Imagine an algorithm designed to classify sentences. Perhaps it identifies the topic of the sentence or perhaps it classifies the sentiment of the sentence. These algorithms can be really accurate – but they are only as good as the corpus they are trained on.
If you train an algorithm on the New York Times and then try to classify tweets, for example, you may not have the kind of success you might like – the language and writing style of the Times and a typical tweet being so different.
There’s a lot of interesting stuff in the Blodgett et al. paper, but perhaps most notable to me is their comparison of the quality of existing language identification tools on tweets by race. They find that these tools perform poorly on text associated with African Americans while performing better on text associated with white speakers.

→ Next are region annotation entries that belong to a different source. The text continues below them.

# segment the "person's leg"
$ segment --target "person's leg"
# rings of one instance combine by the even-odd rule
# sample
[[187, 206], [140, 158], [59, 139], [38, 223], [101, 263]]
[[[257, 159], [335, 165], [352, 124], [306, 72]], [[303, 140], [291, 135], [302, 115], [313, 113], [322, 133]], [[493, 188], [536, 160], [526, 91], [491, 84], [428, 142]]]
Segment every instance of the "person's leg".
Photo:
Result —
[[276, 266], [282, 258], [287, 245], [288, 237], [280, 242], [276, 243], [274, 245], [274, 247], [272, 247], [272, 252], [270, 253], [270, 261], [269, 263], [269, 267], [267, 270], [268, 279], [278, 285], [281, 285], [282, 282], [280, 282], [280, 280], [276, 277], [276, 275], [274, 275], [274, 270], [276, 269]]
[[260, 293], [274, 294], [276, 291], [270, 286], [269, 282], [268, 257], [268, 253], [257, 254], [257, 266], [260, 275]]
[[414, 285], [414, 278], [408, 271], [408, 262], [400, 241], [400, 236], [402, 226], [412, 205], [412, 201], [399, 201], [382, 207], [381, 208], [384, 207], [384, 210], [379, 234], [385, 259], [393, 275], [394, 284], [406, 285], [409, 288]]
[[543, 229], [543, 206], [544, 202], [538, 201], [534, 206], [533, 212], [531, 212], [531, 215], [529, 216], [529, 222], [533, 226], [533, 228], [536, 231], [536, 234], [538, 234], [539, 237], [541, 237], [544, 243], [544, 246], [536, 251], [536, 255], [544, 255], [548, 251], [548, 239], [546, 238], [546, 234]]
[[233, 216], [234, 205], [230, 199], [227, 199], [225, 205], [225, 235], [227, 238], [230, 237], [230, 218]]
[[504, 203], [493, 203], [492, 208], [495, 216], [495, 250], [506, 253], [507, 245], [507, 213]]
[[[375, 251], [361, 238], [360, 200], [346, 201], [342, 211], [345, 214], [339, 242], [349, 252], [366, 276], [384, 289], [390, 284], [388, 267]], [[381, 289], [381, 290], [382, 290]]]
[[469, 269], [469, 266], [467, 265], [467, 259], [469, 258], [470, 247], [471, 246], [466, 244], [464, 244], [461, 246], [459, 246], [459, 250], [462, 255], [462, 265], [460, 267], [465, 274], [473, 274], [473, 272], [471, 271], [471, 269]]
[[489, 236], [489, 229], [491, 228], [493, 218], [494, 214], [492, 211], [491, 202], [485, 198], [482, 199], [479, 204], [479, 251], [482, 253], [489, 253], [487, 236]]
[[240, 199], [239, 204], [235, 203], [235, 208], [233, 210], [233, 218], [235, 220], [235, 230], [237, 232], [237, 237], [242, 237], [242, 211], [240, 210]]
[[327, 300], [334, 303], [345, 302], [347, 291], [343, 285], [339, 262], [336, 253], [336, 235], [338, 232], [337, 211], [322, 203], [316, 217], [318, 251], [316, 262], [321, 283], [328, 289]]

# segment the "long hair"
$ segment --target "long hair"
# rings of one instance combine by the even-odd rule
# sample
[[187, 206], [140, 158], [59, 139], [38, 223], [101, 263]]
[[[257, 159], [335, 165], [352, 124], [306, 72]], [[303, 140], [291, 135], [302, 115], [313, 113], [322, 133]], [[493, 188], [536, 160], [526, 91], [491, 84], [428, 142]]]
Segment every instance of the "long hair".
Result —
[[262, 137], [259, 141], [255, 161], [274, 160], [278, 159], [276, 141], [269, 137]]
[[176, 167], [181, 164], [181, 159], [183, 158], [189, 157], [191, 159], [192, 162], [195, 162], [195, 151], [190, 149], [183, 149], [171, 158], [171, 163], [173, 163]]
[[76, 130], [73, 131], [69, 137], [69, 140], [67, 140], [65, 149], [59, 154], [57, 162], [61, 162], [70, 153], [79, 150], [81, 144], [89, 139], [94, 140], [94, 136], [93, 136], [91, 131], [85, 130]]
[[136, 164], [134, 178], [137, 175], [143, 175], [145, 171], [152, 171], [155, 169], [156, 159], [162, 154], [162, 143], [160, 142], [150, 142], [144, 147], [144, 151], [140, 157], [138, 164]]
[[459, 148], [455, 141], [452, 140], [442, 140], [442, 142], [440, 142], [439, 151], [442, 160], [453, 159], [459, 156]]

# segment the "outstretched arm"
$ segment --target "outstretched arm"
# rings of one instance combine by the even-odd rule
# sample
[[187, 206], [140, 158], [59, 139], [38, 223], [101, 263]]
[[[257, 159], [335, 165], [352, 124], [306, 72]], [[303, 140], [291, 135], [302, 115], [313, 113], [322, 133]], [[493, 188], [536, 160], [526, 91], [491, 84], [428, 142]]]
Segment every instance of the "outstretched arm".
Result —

In other words, if you got a big set of Twitter data and filtered out the non-English tweets, that algorithm would disproportionally identify tweets from black authors as not being in English, and those tweets would then be removed from the dataset.
Such an algorithm, trained on white language, has the unintentional effect of literally removing voices of color.
Their paper presents a classifier to eliminate that disparity, but the study is an eye-opening finding – a cautionary tail for anyone undertaking language analysis. If you’re not thoughtful and careful in your approach, even the most validated classifier may bias your data sample.